President Joe Biden signed an executive order Tuesday designed to increase background checks in a visit to a Los Angeles suburb that was the site of a mass shooting this year. “It’s just common sense to check whether someone is a felon and domestic abuser before they buy a gun,” he stated.
The President issued the order shortly before a trip to Monterey Park, where 11 people were killed in January at a gathering for Lunar New Year celebrations. “We all saw a day and festivity and light turned into a day of fear and darkness,” Biden said Tuesday afternoon, when he read the names of the mass shooting victims.
The executive order directs Attorney General Merrick Garland to clarify the statutory definition of who is “engaged in the business” of selling firearms, an authority an administration official said was detailed in sweeping bipartisan gun legislation Biden signed into law last year after the mass shooting at an elementary school in Uvalde, Texas.

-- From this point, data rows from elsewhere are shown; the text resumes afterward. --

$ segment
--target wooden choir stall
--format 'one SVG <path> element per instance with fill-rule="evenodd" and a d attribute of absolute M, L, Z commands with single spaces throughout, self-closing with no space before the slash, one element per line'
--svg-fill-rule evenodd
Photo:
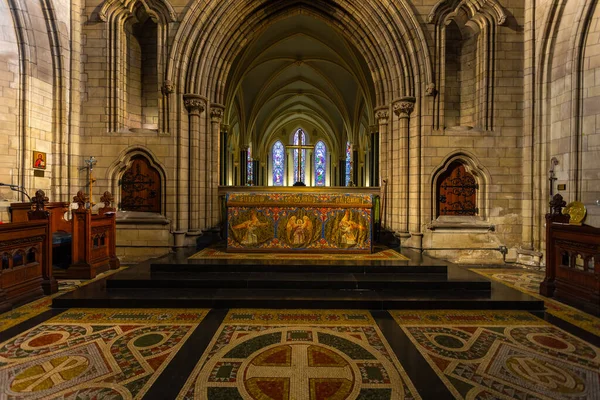
<path fill-rule="evenodd" d="M 47 199 L 38 190 L 28 203 L 28 220 L 0 225 L 0 312 L 58 290 L 50 218 L 43 209 Z"/>
<path fill-rule="evenodd" d="M 108 269 L 119 268 L 116 256 L 116 210 L 111 207 L 113 197 L 110 192 L 104 192 L 100 201 L 104 207 L 98 210 L 97 215 L 92 214 L 87 207 L 87 196 L 78 192 L 73 198 L 77 209 L 72 210 L 70 220 L 67 219 L 69 203 L 45 205 L 50 218 L 52 247 L 60 255 L 53 260 L 57 278 L 91 279 Z M 23 203 L 11 204 L 12 221 L 27 221 L 27 208 Z"/>
<path fill-rule="evenodd" d="M 546 214 L 546 277 L 540 293 L 600 315 L 600 229 L 569 223 L 570 216 L 561 212 L 565 205 L 557 194 Z"/>

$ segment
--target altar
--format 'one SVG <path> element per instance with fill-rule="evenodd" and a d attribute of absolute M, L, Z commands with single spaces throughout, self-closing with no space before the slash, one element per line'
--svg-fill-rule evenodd
<path fill-rule="evenodd" d="M 376 195 L 369 190 L 227 189 L 229 252 L 372 252 Z"/>

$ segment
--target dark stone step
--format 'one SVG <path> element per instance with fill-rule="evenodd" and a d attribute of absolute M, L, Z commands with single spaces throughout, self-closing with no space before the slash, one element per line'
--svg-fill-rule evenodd
<path fill-rule="evenodd" d="M 52 307 L 107 308 L 304 308 L 304 309 L 466 309 L 541 311 L 544 303 L 513 289 L 314 290 L 314 289 L 110 289 L 88 285 L 52 301 Z M 506 293 L 500 293 L 506 292 Z"/>
<path fill-rule="evenodd" d="M 281 273 L 396 273 L 396 274 L 446 274 L 448 267 L 446 265 L 408 265 L 402 264 L 402 261 L 395 263 L 386 263 L 382 265 L 359 265 L 356 262 L 312 262 L 307 264 L 301 261 L 291 263 L 290 260 L 235 260 L 236 263 L 230 263 L 231 260 L 212 260 L 212 262 L 195 263 L 195 260 L 189 260 L 188 263 L 180 264 L 162 264 L 152 263 L 150 271 L 152 273 L 206 273 L 206 272 L 281 272 Z"/>
<path fill-rule="evenodd" d="M 113 288 L 265 288 L 371 290 L 490 290 L 485 280 L 448 280 L 445 274 L 152 273 L 150 279 L 108 279 Z"/>

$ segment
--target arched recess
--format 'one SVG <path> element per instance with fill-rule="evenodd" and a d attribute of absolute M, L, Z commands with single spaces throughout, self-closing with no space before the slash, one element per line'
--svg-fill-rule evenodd
<path fill-rule="evenodd" d="M 109 182 L 110 191 L 115 196 L 117 204 L 123 200 L 123 191 L 121 182 L 123 175 L 131 168 L 136 160 L 143 158 L 148 166 L 158 173 L 160 177 L 160 214 L 166 215 L 167 200 L 167 174 L 166 168 L 160 163 L 156 156 L 147 148 L 136 146 L 125 149 L 121 152 L 117 160 L 113 162 L 106 171 L 106 178 Z M 119 207 L 121 208 L 121 207 Z"/>
<path fill-rule="evenodd" d="M 169 24 L 177 21 L 168 0 L 106 0 L 99 13 L 106 22 L 109 132 L 168 133 L 164 79 L 169 55 Z"/>
<path fill-rule="evenodd" d="M 440 0 L 427 21 L 435 26 L 434 129 L 493 130 L 496 36 L 507 20 L 497 0 Z"/>
<path fill-rule="evenodd" d="M 481 221 L 486 221 L 489 217 L 488 186 L 491 184 L 490 175 L 474 155 L 468 154 L 465 151 L 448 155 L 430 177 L 429 184 L 431 187 L 432 220 L 436 220 L 440 217 L 438 214 L 438 202 L 441 195 L 439 192 L 439 184 L 452 172 L 452 169 L 457 166 L 462 167 L 461 170 L 464 170 L 472 177 L 472 180 L 465 179 L 463 183 L 467 186 L 472 184 L 475 186 L 473 187 L 473 190 L 475 191 L 475 207 L 477 207 L 478 210 L 473 217 Z M 460 218 L 461 215 L 460 213 L 457 213 L 456 215 L 446 215 L 445 217 L 457 219 Z"/>

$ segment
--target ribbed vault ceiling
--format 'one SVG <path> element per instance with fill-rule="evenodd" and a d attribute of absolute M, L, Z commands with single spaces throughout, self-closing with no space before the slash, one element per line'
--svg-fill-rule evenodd
<path fill-rule="evenodd" d="M 322 20 L 293 15 L 269 26 L 236 59 L 227 81 L 227 120 L 259 155 L 298 128 L 335 154 L 361 145 L 374 89 L 362 57 Z M 316 137 L 315 137 L 316 133 Z"/>

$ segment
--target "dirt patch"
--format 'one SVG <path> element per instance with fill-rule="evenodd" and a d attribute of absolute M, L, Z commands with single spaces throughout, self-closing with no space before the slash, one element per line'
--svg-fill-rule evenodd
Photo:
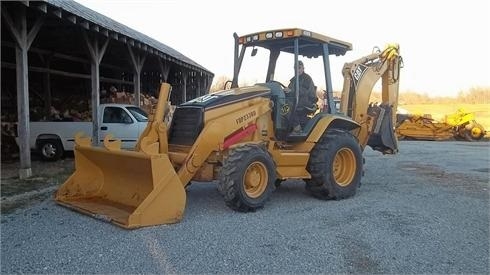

“This news would mean fewer guns will be sold without background checks, and therefore fewer guns will end up in the hands of felons and domestic abusers,” the official briefed scribes.
The National Instant Background Check System carried out more than 31 million background checks on people looking to own firearms or explosives last year, FBI data shows. However, the added that it is not clear how many new background checks the executive order would result in.
The order also urges members of Biden’s Cabinet to promote effective use of extreme risk protection orders, or “red flag” laws, in 19 states and Washington, D.C., by partnering with law enforcement agencies, health care providers and educators.
Through the order, Biden also encourages the Federal Trade Commission to compile a report examining how gun manufacturers market firearms, including to minors.
The newly divided Congress appears unlikely to tackle any more gun bills after it passed the sweeping Bipartisan Gun Bill in 2022. That measure provides grants to states for red flag laws, expands background checks to include juvenile records and closes the so-called boyfriend loophole by keeping guns away from unmarried dating partners convicted of abuse. In addition, it requires enhanced background checks for people ages 18 to 21 and funding for youth mental health services.
Significantly, Biden signed the Bill just two days after the Supreme Court overturned a law limiting concealed carry permits.